No, it wouldn't. It would just throw the exception about insufficient memory. The control will not reach the outer throw part.
BUT WAIT this won't work either, will it? Because runtime_error is
going to copy its argument, which may also throw...
Exception classes with a throwing copy-constructors are as evil as throwing destructors. Nothing that can really be done about it.
std::runtime_error is designed to treat the usual runtime errors, not
out of memory or other such critical exceptions. The base class
std::exception does not do anything which may throw; nor does
std::bad_alloc. And obviously, remapping std::bad_alloc into an
exception which requires dynamic allocation to work is a bad idea.
The first thing is what would you want to do if you happen to have a bad_alloc exception because you're out of memory?
I'd say in a classic C++ program, you'd want to have the program somehow trying to tell you what happened and then terminates.
In a classic C++ program you'd then let the bad_alloc exception propagate to the main section of the program. The main will contain an arragement of try/catch like this:
int main()
{
try
{
// your program starts
}
catch( const std::exception & e )
{
std::cerr << "huho something happened" << e.what() << std::endl;
}
catch( ... )
{
std::cerr << "huho..err..what?" << std::endl;
}
}
you'll only use catch( ... ) inside the main and at the starting functions of threads. Contrary to some other languages like Java you're not expected to catch all possible exceptions locally. You just let them propagate until you catch them where you wanted to.
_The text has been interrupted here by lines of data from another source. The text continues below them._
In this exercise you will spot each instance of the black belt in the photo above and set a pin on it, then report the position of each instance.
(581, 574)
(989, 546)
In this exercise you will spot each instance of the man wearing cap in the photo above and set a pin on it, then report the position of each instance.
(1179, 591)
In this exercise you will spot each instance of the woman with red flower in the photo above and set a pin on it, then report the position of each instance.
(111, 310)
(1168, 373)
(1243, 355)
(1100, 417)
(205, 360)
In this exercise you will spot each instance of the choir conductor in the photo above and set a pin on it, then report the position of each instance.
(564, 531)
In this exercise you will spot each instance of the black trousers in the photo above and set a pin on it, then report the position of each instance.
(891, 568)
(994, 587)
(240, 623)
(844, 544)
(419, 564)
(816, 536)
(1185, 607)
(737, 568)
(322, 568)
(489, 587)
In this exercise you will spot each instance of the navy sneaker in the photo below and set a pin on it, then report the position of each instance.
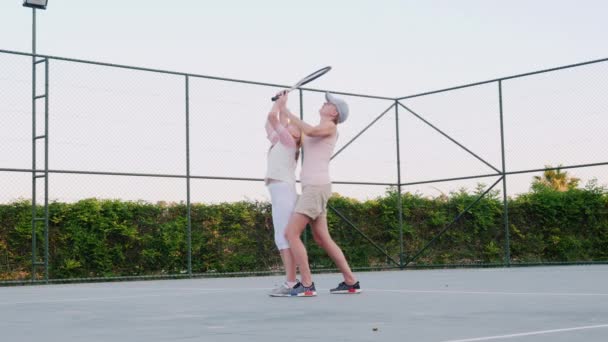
(300, 290)
(348, 289)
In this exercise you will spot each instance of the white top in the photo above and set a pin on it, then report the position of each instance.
(281, 157)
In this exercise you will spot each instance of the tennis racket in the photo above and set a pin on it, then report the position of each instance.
(305, 80)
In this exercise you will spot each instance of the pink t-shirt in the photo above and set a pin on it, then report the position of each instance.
(317, 154)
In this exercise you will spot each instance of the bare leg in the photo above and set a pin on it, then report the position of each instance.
(295, 227)
(323, 239)
(289, 264)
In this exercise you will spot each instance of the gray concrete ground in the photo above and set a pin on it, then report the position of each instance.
(460, 305)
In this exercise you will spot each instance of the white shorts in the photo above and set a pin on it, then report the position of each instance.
(283, 197)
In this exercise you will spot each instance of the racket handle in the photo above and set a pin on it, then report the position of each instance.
(276, 97)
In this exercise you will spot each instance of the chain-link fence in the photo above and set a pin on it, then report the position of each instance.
(157, 155)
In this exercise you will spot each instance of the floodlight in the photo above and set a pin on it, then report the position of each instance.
(39, 4)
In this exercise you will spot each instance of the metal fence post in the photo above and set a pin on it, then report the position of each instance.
(505, 215)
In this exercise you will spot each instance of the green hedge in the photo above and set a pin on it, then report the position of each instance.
(102, 238)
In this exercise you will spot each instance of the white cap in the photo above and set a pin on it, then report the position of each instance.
(341, 106)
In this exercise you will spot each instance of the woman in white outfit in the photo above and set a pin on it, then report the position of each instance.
(281, 182)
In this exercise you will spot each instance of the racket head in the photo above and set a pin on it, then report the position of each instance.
(313, 76)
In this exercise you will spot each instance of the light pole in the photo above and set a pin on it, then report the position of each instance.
(34, 5)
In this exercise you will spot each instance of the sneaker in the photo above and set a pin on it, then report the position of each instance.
(300, 290)
(344, 288)
(282, 290)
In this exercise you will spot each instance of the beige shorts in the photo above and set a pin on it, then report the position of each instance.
(313, 200)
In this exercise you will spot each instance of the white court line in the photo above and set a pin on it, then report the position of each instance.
(531, 333)
(493, 293)
(113, 298)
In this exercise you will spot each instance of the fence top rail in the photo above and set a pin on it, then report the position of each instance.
(505, 78)
(184, 74)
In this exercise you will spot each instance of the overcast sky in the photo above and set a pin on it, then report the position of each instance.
(387, 48)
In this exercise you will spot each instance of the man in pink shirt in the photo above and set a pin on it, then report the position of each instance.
(318, 143)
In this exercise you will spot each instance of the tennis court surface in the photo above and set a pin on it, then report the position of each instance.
(559, 303)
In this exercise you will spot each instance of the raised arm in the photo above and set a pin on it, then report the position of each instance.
(277, 130)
Now if you have code that specifically must check std::bad_alloc, you should only catch( const std::bad_alloc & ) locally. And there it should maybe wise to do something else rather than just rethrow another exception.
I found in The C++ Programming Language ยง14.10 also that the C++ exception-handling mechanism keeps a bit of memory to itself for holding exceptions, so that throwing a standard library exception will not throw an exception by itself. Of course it is possible also to let the exception-handling mechanism run out of memory if you really code something perverted.
So, to sum up, if you do nothing and let big exceptions like bad_alloc propagate nicely where you want to catch them, in my opinion you're safe. And you should not use catch( ... ) or catch(const std::exception & ) anywhere except in the main function and in the starting functions of threads.
Catching all exceptions to rethrow a single exception is really the last thing to do. You lose every advantages you got with the C++ exception-handling mechanism.